Sample output of the ps -ef | grep /opt/tomcat command:
root 343 1 2 11:54 ? 00:02:58 /usr/bin/java -Djava.util.logging.config.file=/opt/tomcat/conf/logging.properties -Djava.util.logging.manager=org.apache.juli.ClassLoaderLogManager -Djdk.tls.ephemeralDHKeySize=2048 -Djava.protocol.handler.pkgs=org.apache.catalina.webresources -Dspring.profiles.active=threadPool -Dspring.config.location=/local/reaction/reaction-engine/reaction-engine-application.yml -Dreaction.logback.config=/local/reaction/reaction-engine/logback-include.xml -Dignore.endorsed.dirs= -classpath /opt/tomcat/bin/bootstrap.jar:/opt/tomcat/bin/tomcat-juli.jar -Dcatalina.base=/opt/tomcat -Dcatalina.home=/opt/tomcat -Djava.io.tmpdir=/opt/tomcat/temp org.apache.catalina.startup.Bootstrap start
If Tomcat is not running then the executor won't find the pattern so the value will be an empty string so the false branch of the IF-ELSE will be executed.
- if Tomcat is running on host 0 : IF-ELSE task with the following condition: if the value received from the preceding task is /opt/tomcat?

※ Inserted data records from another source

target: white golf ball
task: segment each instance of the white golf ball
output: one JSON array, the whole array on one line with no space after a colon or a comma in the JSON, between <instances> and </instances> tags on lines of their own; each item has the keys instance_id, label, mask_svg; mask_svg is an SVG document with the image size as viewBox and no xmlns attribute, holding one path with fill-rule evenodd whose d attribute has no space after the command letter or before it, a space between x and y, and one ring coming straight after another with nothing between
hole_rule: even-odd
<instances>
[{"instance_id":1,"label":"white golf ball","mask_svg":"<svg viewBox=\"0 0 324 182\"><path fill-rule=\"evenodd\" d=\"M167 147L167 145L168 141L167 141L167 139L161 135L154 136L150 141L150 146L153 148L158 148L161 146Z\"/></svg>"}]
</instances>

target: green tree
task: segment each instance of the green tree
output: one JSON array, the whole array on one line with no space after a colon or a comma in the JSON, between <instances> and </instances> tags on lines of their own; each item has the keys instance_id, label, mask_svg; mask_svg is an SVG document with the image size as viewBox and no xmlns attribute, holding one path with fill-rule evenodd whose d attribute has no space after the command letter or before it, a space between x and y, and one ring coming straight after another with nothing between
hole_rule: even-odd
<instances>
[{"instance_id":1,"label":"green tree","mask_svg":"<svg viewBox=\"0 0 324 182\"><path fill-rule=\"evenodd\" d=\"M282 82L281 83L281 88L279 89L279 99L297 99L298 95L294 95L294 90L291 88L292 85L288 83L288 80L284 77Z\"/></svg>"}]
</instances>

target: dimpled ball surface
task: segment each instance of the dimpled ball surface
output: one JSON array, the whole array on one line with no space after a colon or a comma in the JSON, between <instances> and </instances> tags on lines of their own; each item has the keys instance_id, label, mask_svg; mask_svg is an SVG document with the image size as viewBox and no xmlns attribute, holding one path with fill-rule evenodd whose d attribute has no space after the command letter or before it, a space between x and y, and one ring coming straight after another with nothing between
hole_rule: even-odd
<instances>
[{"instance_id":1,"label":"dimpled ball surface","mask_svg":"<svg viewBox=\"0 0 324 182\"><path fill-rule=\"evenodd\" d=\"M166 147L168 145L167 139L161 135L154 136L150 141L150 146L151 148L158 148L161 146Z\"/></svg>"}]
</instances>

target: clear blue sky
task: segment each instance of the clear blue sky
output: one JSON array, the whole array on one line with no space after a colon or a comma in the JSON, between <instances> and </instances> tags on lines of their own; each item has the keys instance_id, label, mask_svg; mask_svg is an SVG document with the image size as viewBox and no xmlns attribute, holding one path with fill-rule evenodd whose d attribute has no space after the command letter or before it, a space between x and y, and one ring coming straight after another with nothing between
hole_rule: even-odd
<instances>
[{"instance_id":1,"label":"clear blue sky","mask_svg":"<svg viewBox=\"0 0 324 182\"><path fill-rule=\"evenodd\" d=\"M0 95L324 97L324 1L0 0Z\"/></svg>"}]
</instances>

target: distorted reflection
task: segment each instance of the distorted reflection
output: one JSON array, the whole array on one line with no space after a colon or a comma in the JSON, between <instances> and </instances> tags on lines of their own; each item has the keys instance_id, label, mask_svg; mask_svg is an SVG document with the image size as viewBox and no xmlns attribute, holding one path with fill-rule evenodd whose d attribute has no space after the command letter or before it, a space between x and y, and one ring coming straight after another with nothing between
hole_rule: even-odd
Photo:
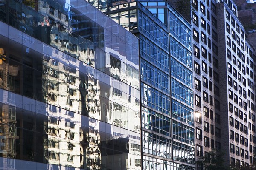
<instances>
[{"instance_id":1,"label":"distorted reflection","mask_svg":"<svg viewBox=\"0 0 256 170\"><path fill-rule=\"evenodd\" d=\"M85 169L140 170L138 51L132 43L137 40L125 32L131 40L112 46L113 33L107 29L121 42L121 27L103 15L99 23L86 16L101 14L85 1L73 7L69 1L33 2L4 4L8 23L39 40L30 47L0 42L7 58L0 64L0 88L15 96L9 100L13 105L32 101L43 110L1 104L0 156Z\"/></svg>"}]
</instances>

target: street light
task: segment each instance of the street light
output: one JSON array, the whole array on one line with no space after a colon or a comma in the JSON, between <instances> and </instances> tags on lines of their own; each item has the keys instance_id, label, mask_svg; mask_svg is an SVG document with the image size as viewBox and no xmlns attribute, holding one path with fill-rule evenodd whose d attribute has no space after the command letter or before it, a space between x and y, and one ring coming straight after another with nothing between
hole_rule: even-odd
<instances>
[{"instance_id":1,"label":"street light","mask_svg":"<svg viewBox=\"0 0 256 170\"><path fill-rule=\"evenodd\" d=\"M5 61L6 56L4 54L4 50L3 48L0 48L0 64L3 63L3 61Z\"/></svg>"}]
</instances>

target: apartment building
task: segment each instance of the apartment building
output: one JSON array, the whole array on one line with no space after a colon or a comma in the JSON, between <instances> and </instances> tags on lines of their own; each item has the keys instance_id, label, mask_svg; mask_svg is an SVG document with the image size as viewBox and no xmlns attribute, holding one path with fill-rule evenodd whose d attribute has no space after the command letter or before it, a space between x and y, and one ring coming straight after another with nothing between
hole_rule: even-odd
<instances>
[{"instance_id":1,"label":"apartment building","mask_svg":"<svg viewBox=\"0 0 256 170\"><path fill-rule=\"evenodd\" d=\"M0 169L141 169L138 39L84 0L0 5Z\"/></svg>"},{"instance_id":2,"label":"apartment building","mask_svg":"<svg viewBox=\"0 0 256 170\"><path fill-rule=\"evenodd\" d=\"M225 51L219 54L222 150L232 166L248 166L256 149L255 47L245 38L234 2L217 7L218 26L223 28L218 30L219 50Z\"/></svg>"}]
</instances>

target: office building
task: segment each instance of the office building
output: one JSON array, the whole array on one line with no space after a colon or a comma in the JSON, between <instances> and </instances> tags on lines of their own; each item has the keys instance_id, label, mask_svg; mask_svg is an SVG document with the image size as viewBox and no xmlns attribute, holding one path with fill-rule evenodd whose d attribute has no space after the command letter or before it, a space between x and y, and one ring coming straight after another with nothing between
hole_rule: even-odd
<instances>
[{"instance_id":1,"label":"office building","mask_svg":"<svg viewBox=\"0 0 256 170\"><path fill-rule=\"evenodd\" d=\"M215 1L191 3L196 161L222 149L217 10ZM202 170L202 165L197 164Z\"/></svg>"},{"instance_id":2,"label":"office building","mask_svg":"<svg viewBox=\"0 0 256 170\"><path fill-rule=\"evenodd\" d=\"M0 4L0 169L141 169L138 39L84 0Z\"/></svg>"},{"instance_id":3,"label":"office building","mask_svg":"<svg viewBox=\"0 0 256 170\"><path fill-rule=\"evenodd\" d=\"M165 1L88 2L140 39L143 170L194 170L191 25Z\"/></svg>"},{"instance_id":4,"label":"office building","mask_svg":"<svg viewBox=\"0 0 256 170\"><path fill-rule=\"evenodd\" d=\"M219 53L218 59L222 150L232 166L248 166L254 162L256 149L255 52L234 2L220 2L217 8L218 26L224 28L218 31L218 49L225 52Z\"/></svg>"}]
</instances>

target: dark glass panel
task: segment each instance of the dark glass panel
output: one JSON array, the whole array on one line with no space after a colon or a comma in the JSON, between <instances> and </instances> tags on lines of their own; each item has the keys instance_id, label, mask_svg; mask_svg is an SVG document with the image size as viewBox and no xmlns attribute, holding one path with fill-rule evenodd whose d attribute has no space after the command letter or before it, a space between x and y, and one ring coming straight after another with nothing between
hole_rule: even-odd
<instances>
[{"instance_id":1,"label":"dark glass panel","mask_svg":"<svg viewBox=\"0 0 256 170\"><path fill-rule=\"evenodd\" d=\"M24 65L23 66L23 95L32 98L34 98L35 97L35 70Z\"/></svg>"},{"instance_id":2,"label":"dark glass panel","mask_svg":"<svg viewBox=\"0 0 256 170\"><path fill-rule=\"evenodd\" d=\"M48 118L47 116L36 114L35 129L37 132L46 134L48 129Z\"/></svg>"}]
</instances>

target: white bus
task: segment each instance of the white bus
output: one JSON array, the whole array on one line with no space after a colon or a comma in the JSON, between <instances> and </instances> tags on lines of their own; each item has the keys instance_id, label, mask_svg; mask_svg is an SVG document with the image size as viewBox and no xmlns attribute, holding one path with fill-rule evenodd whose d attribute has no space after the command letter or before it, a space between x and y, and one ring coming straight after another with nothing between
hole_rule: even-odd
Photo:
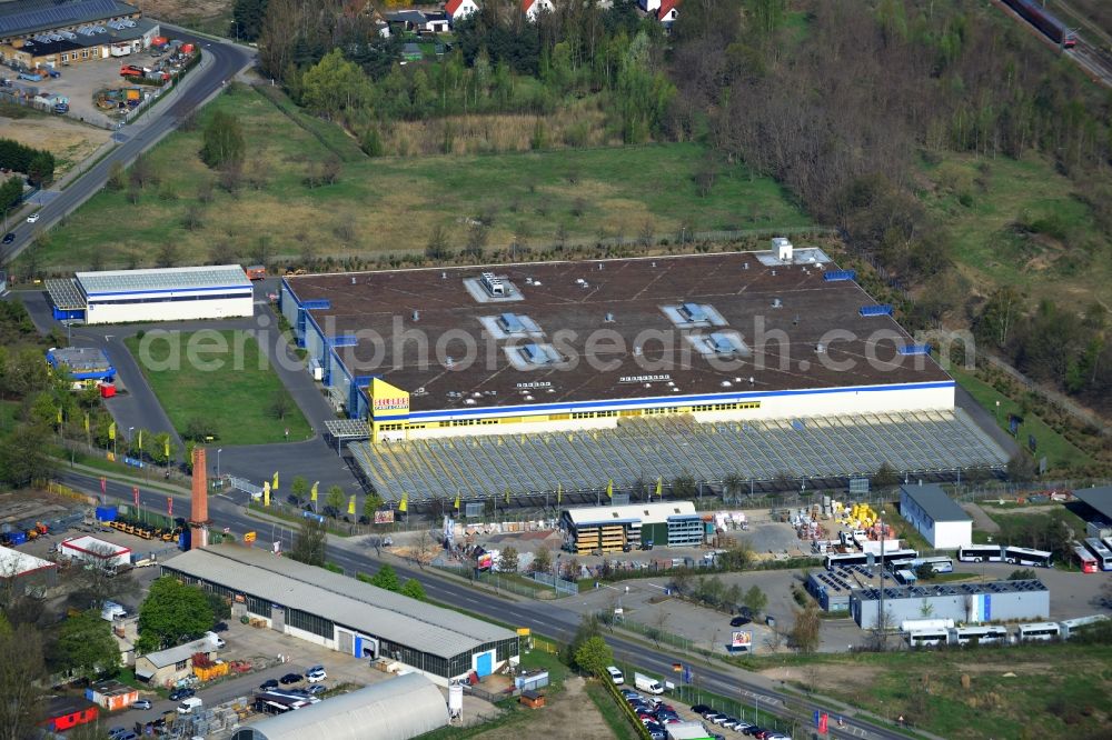
<instances>
[{"instance_id":1,"label":"white bus","mask_svg":"<svg viewBox=\"0 0 1112 740\"><path fill-rule=\"evenodd\" d=\"M1016 642L1029 640L1056 640L1062 634L1062 628L1056 622L1030 622L1020 624L1015 632Z\"/></svg>"},{"instance_id":2,"label":"white bus","mask_svg":"<svg viewBox=\"0 0 1112 740\"><path fill-rule=\"evenodd\" d=\"M1092 614L1090 617L1076 617L1074 619L1063 619L1058 623L1062 628L1062 639L1069 640L1079 628L1085 624L1108 621L1108 614Z\"/></svg>"},{"instance_id":3,"label":"white bus","mask_svg":"<svg viewBox=\"0 0 1112 740\"><path fill-rule=\"evenodd\" d=\"M952 573L954 572L954 559L944 556L931 557L931 558L916 558L911 561L912 568L919 568L921 566L930 566L931 570L936 573Z\"/></svg>"},{"instance_id":4,"label":"white bus","mask_svg":"<svg viewBox=\"0 0 1112 740\"><path fill-rule=\"evenodd\" d=\"M1051 558L1054 553L1043 550L1031 550L1029 548L1004 548L1004 562L1013 566L1037 566L1050 568Z\"/></svg>"},{"instance_id":5,"label":"white bus","mask_svg":"<svg viewBox=\"0 0 1112 740\"><path fill-rule=\"evenodd\" d=\"M974 544L971 548L957 548L957 559L961 562L1001 562L1004 554L999 544Z\"/></svg>"},{"instance_id":6,"label":"white bus","mask_svg":"<svg viewBox=\"0 0 1112 740\"><path fill-rule=\"evenodd\" d=\"M912 648L937 648L950 642L946 630L916 630L907 633L907 644Z\"/></svg>"},{"instance_id":7,"label":"white bus","mask_svg":"<svg viewBox=\"0 0 1112 740\"><path fill-rule=\"evenodd\" d=\"M966 646L976 641L976 644L1001 644L1007 642L1006 627L955 627L950 630L950 643Z\"/></svg>"},{"instance_id":8,"label":"white bus","mask_svg":"<svg viewBox=\"0 0 1112 740\"><path fill-rule=\"evenodd\" d=\"M1089 551L1096 558L1096 566L1101 570L1112 570L1112 550L1104 547L1104 543L1095 537L1086 539L1085 547L1089 548Z\"/></svg>"}]
</instances>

- Send mail to admin that Tomcat didn't start on host 0: an email will be sent to the middleware administrator(s) that there was a problem with the start of Tomcat
- Fail the flow: the flow will be interrupted and marked as failed
- the same tasks are executed for host 1
When to start the remedy process?
The simple answer to this question is: when the text java.lang.OutOfMemoryError: Java heap space appears in the observed log.
A so-called error detector has to be created that will bind the system reference data with the execution flow and the message pattern (it is a regular expression, like .*java\.lang\.OutOfMemoryError: Java heap space.*) should be specified too. A hierarchy of systems is created in the first step of the reference data creation so here only the parent system has to be set; it will mean that all its children systems will be observed too so the log files of host 0 and host 1 will be monitored.
So when the text java.lang.OutOfMemoryError: Java heap space appears in the log file on host 0 or host 1 then execute the flow that was created above.
You can also set in the error detector if manual confirmation by the administrator is needed (otherwise the flow is started immediately). Also the error detector has to be activated too.
II. install and start the worker
The installation and how to start is pretty well described here.
Both the reader and the executor worker have to be started.
So what will happen when the dreadful OutOfMemoryError occurs?
The reader worker will notice that a new log entries got to the log file, it will read them and check if they match the one existing in the error detector. It will match so the reader worker will report the incident via REST to the Engine. The Engine will find the error detector record (based on the pattern (OutOfMemoryError) and on the system record (the REST request arrived from host 1 which has a system record and it has a parent that is assigned to the error detector)). The Reaction Engine will start the flow that is assigned to the error detector.
However the 'confirmation needed' flag is on at the error detector so it needs a confirmation from the administrator (it can be done in the management web application). After the confirmation tasks of the flow will be executed one by one.